The Body, Mind, & Emotions As Identities
(This is an excerpt from a University Of Metaphysical Sciences course at www.umsonline.org,
please feel free to visit the school website)
Throughout our lives, we are continually forming answers to the question of who we are. Yet these answers often do not come through really looking to the core of our being, but instead from how we want others to perceive us. They are answers from the ego, and they come in numerous forms. Regardless of how we identify ourselves, the process of saying we are any “thing” requires that we draw a line between what we are and what we are not. According to Ken Wilber in the book No Boundary: Eastern And Western Approaches To Personal Growth (1979), “What you are actually doing, whether you know it or not, is drawing a mental line or boundary across the whole field of your experience, and everything on the inside of that boundary you are feeling or calling your ‘self,’ while everything outside that boundary you feel to be ‘not-self.’” (4)
The body is one of the boundary lines that people use in defining who they are. For some people, their sense of self includes their bodies, while for others, their bodies are simply vehicles for their minds. Another such boundary line is to accept the whole mind as self or to only accept certain parts of the mind (called the persona) as being the self. This can be seen when someone denies her/his deep anger and instead puts it off on other people and situations. The boundaries of self that people draw vary between individuals and between times in each individual’s life. At one point we may feel our identities linked to a certain body type or emotion, yet within a matter of several years, our bodies and emotions often change. This continual changing in how we identify ourselves shows that identities within such boundaries are not the same as the unchanging true Self. Ellen Grace O’Brian states in A Single Blade Of Grass: Finding The Sacred In Everyday Life (2002), “If we analyze our life, we see that most of what we think is ‘us’ cannot be us. Is the body us? No. Because the body we have now is different from the one we had ten or even five years ago. Is the mind us? No. Because our thoughts are also changing, even more than the body is changing.” (46) Another way to realize the illusion of these boundaries of self is offered by Gangaji, who encourages us to look deeply to the core of any sense of separation. “When you inquire into that separation, simply, obviously, immediately, you find that it is just not there.”

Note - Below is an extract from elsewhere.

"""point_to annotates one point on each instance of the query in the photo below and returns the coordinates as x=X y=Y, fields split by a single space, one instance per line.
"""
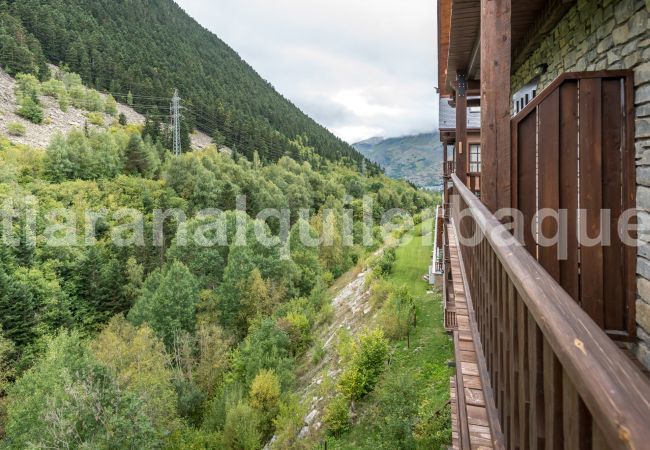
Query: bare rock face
x=57 y=121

As we learn to dissolve these boundaries our sense of self encompasses more and more, and we move toward the true Self, which is boundless. Ken Wilber suggests that the true Self is like the ocean water, while all the ideas of self that we have within our boundary lines are like the various waves on the ocean. Each wave is made of the water, yet if we only focus on the wave, we may not realize it is made of water. We have learned to look at life with our minds, and thus we apply our minds to trying to know the true Self. Yet it is the mind that holds one’s sense of self within the boundaries of thoughts.

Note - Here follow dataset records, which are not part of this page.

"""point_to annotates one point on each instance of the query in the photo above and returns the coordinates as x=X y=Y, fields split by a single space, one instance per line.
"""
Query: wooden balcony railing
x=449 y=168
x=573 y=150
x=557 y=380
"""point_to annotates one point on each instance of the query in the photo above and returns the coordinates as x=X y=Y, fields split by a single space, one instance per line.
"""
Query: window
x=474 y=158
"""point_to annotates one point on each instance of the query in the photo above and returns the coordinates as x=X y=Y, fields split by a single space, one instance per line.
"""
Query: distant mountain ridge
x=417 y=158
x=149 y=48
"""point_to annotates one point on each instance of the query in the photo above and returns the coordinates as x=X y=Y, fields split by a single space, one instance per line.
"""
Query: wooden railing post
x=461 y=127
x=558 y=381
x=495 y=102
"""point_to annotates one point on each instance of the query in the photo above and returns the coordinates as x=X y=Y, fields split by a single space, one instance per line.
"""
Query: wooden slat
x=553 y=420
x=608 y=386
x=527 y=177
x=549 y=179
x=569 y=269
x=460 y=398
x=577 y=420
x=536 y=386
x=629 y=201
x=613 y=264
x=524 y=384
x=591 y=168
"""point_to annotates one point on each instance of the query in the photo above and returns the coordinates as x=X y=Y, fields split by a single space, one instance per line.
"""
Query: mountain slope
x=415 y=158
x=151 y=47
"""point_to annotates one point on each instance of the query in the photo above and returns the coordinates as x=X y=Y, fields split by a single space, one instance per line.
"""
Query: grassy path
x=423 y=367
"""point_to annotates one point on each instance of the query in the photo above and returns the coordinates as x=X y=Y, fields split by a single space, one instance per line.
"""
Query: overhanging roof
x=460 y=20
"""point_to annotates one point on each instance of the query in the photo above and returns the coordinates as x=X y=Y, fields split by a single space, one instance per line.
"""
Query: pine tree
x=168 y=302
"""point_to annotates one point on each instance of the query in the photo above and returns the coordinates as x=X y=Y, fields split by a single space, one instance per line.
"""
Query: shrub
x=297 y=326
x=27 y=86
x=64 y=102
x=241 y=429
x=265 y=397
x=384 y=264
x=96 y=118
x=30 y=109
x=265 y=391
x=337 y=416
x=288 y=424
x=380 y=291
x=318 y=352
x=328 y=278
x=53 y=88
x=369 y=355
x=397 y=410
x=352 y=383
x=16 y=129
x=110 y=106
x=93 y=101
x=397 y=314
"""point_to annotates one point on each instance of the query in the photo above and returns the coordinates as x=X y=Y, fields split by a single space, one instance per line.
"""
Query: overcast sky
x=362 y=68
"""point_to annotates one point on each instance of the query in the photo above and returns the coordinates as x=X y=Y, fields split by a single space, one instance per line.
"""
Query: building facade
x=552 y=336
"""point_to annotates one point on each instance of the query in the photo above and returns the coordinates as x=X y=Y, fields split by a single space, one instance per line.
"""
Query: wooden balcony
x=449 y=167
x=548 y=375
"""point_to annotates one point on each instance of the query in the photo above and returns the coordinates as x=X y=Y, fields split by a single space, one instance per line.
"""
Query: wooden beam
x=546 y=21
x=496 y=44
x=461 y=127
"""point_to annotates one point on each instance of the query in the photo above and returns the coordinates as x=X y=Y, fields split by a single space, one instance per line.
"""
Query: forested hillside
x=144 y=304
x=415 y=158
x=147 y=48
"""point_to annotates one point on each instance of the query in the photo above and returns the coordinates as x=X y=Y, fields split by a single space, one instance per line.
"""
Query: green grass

Many spiritual teachers and traditions focus on quieting the mind, for the true Self can not be realized when the mind is full of thoughts. According to Eckhart Tolle in The Power Of Now: A Guide To Spiritual Enlightenment (1999), it is the mind which is the largest obstacle to self-realization. Many peoples’ minds are out of balance, constantly racing between thoughts. Although it may seem that we are in control of our minds because we can use them to solve a problem or focus on a project, Tolle states that if we cannot turn off our minds, we are being used by them. As such, the mind is destructive. Tolle states, “You believe that you are your mind. This is the delusion. The instrument has taken you over.” (13)

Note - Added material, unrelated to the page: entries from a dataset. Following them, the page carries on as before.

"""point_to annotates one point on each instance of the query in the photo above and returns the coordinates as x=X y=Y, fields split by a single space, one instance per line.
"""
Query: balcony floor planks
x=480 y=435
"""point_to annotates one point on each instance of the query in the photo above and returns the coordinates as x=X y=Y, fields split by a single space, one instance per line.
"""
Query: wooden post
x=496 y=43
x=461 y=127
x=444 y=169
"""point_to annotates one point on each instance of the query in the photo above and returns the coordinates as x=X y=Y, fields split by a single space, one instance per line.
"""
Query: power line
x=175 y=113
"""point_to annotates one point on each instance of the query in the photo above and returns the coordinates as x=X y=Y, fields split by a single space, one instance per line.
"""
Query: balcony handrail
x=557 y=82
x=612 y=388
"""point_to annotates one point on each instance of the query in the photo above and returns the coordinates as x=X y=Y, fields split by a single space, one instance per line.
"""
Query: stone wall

What happens when we identify with the mind, body, and/or emotions is that we seek happiness through gratifying these senses of self. We may focus our lives on stimulating our minds, pleasing our bodily senses, working through our emotions, and trying to keep our bodies from aging. Yet what seems to happen is that the moment we are not stimulated, we find ourselves unsure of who we are and our place in the world. We thus try to fill our lives with tasks and preoccupations in order to not experience an underlying sense of disappointment, longing, and searching for something more.